You are viewing a plain text version of this content. The canonical link for it is here.
Posted to user@cassandra.apache.org by Petr Malik <pm...@tesora.com> on 2016/11/29 17:38:19 UTC

Single cluster node restore

Hi.

I have a question about Cassandra backup-restore strategies.


As far as I understand Cassandra has been designed to survive hardware failures by relying on data replication.


It seems like people still want backup/restore for case when somebody accidentally deletes data or the data gets otherwise corrupted.

In that case restoring all keyspace/table snapshots on all nodes should bring it back.


I am asking because I often read directions on restoring a single node in a cluster. I am just wondering under what circumstances could this be done safely.


Please correct me if i am wrong but restoring just a single node does not really roll back the data as the newer (corrupt) data will be served by other replicas and eventually propagated to the restored node. Right?

In fact by doing so one may end up reintroducing deleted data back...


Also since Cassandra distributes the data throughout the cluster it is not clear on which mode any particular (corrupt) data resides and hence which to restore.


I guess this is a long way of asking whether there is an advantage of trying to restore just a single node in a Cassandra cluster as opposed to say replacing the dead node and letting Cassandra handle the replication.


Thanks.

Re: Single cluster node restore

Posted by Ben Slater <be...@instaclustr.com>.
You can have situations where rebuilding a node via streaming is painful
and slow (generally because there is something bad about the data model
like misused secondary indexes or massive partitions).
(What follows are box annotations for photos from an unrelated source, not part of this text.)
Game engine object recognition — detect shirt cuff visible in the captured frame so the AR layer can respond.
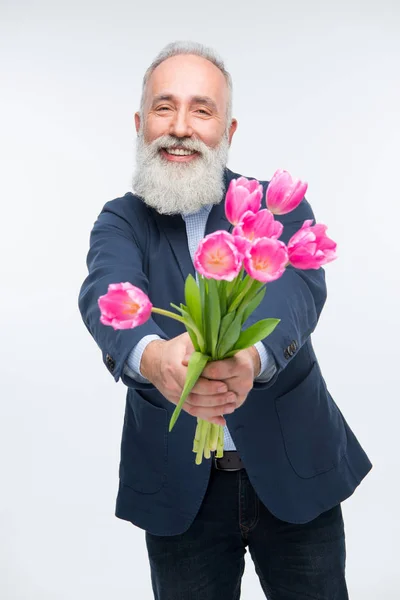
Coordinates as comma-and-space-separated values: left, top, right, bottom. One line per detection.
124, 334, 161, 383
254, 342, 277, 383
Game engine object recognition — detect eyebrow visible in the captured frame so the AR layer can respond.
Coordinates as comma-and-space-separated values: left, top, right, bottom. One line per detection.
152, 94, 218, 112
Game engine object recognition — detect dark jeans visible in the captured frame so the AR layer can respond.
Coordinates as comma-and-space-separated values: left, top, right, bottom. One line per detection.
146, 469, 348, 600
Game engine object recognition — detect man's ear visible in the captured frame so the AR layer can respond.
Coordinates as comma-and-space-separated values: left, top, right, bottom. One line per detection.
135, 112, 140, 133
228, 119, 238, 145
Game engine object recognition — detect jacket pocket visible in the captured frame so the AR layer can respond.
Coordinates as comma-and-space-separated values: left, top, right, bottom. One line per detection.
275, 362, 347, 479
119, 391, 168, 494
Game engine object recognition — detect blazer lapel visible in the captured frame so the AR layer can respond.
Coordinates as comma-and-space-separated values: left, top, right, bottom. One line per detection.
206, 169, 239, 235
153, 210, 195, 281
152, 169, 239, 281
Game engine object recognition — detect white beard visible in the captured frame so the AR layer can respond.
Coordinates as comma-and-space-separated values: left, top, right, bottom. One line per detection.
133, 131, 229, 215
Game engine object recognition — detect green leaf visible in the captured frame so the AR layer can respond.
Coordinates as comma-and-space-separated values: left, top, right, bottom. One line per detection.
198, 274, 209, 350
218, 280, 228, 318
170, 302, 205, 352
185, 275, 203, 332
227, 319, 280, 352
185, 323, 202, 351
218, 312, 236, 345
217, 313, 242, 358
242, 287, 267, 325
169, 352, 210, 431
207, 279, 221, 357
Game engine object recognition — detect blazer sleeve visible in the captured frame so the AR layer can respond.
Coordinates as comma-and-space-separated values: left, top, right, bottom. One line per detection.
78, 198, 168, 388
250, 199, 327, 388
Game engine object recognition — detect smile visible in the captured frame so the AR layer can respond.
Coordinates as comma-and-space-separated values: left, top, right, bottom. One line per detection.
165, 148, 197, 156
161, 148, 200, 162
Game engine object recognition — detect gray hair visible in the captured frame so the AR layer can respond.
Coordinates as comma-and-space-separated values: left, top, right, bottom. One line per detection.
140, 42, 233, 127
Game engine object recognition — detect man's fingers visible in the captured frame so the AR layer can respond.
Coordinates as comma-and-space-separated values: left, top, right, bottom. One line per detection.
192, 375, 228, 396
183, 402, 236, 421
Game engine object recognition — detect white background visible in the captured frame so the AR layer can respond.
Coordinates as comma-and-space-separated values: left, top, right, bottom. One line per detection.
0, 0, 400, 600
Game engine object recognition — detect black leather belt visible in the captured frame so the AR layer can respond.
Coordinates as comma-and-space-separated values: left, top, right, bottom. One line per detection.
213, 450, 244, 471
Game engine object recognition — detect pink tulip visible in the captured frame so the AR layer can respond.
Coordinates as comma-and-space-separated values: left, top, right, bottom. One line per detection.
244, 238, 288, 282
232, 209, 283, 254
193, 231, 242, 281
98, 282, 152, 329
288, 219, 337, 269
225, 177, 263, 225
266, 169, 308, 215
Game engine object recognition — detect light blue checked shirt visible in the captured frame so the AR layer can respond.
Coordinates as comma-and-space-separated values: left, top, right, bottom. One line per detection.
124, 206, 276, 450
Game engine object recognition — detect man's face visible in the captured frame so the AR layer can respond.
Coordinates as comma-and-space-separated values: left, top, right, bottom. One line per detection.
136, 55, 236, 156
134, 55, 237, 214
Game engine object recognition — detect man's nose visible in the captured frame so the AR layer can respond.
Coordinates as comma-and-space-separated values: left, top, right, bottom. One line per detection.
170, 109, 193, 137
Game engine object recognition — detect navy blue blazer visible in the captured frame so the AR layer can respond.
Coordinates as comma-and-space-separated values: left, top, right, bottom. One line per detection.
79, 170, 371, 535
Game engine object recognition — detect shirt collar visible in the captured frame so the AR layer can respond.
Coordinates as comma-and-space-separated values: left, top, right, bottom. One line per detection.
182, 204, 214, 221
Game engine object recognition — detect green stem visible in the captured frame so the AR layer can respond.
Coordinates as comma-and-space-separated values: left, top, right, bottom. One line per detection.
151, 306, 185, 323
228, 275, 254, 312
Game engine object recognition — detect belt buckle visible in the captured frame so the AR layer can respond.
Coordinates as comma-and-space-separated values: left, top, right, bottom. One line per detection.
213, 453, 243, 473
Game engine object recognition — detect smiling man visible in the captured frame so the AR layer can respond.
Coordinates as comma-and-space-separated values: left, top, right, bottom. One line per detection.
79, 43, 371, 600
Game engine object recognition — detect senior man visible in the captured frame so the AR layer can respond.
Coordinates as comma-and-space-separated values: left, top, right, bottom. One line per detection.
79, 43, 371, 600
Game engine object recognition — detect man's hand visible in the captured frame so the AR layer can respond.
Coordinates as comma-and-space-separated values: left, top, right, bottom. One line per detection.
140, 333, 238, 425
196, 346, 261, 408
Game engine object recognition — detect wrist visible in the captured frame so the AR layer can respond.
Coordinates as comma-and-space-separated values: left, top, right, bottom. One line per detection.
140, 340, 165, 383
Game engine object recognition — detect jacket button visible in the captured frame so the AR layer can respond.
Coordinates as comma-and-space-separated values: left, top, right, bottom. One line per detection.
106, 354, 115, 373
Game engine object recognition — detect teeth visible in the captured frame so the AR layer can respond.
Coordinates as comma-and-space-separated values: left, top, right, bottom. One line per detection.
166, 148, 195, 156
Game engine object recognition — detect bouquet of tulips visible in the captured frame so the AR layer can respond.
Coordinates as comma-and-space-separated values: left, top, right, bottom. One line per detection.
98, 170, 336, 464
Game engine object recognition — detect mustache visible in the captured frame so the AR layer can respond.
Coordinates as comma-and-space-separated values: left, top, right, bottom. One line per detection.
147, 135, 209, 156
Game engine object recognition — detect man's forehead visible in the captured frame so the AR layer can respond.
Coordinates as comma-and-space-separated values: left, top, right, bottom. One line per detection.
147, 55, 227, 103
152, 91, 218, 110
Also, overstreaming
can mean you need more disk space to bootstrap a node than you’ll require
once it’s fully streamed and compacted - this can be hard to work around in
some environments. In this case you might want to restore a single node
from backup.

However, in general you’re right - it’s not something that tends to be done
very often.

Cheers
Ben

On Wed, 30 Nov 2016 at 04:38 Petr Malik <pm...@tesora.com> wrote:

>
> Hi.
>
> I have a question about Cassandra backup-restore strategies.
>
> As far as I understand Cassandra has been designed to survive hardware
> failures by relying on data replication.
>
>
> It seems like people still want backup/restore for case when somebody
> accidentally deletes data or the data gets otherwise corrupted.
>
> In that case restoring all keyspace/table snapshots on all nodes should
> bring it back.
>
>
> I am asking because I often read directions on restoring a single node in
> a cluster. I am just wondering under what circumstances could this be done
> safely.
>
>
> Please correct me if i am wrong but restoring just a single node does not
> really roll back the data as the newer (corrupt) data will be served by
> other replicas and eventually propagated to the restored node. Right?
>
> In fact by doing so one may end up reintroducing deleted data back...
>
>
> Also since Cassandra distributes the data throughout the cluster it is not
> clear on which mode any particular (corrupt) data resides and hence which
> to restore.
>
>
> I guess this is a long way of asking whether there is an advantage of
> trying to restore just a single node in a Cassandra cluster as opposed to
> say replacing the dead node and letting Cassandra handle the replication.
>
>
> Thanks.
>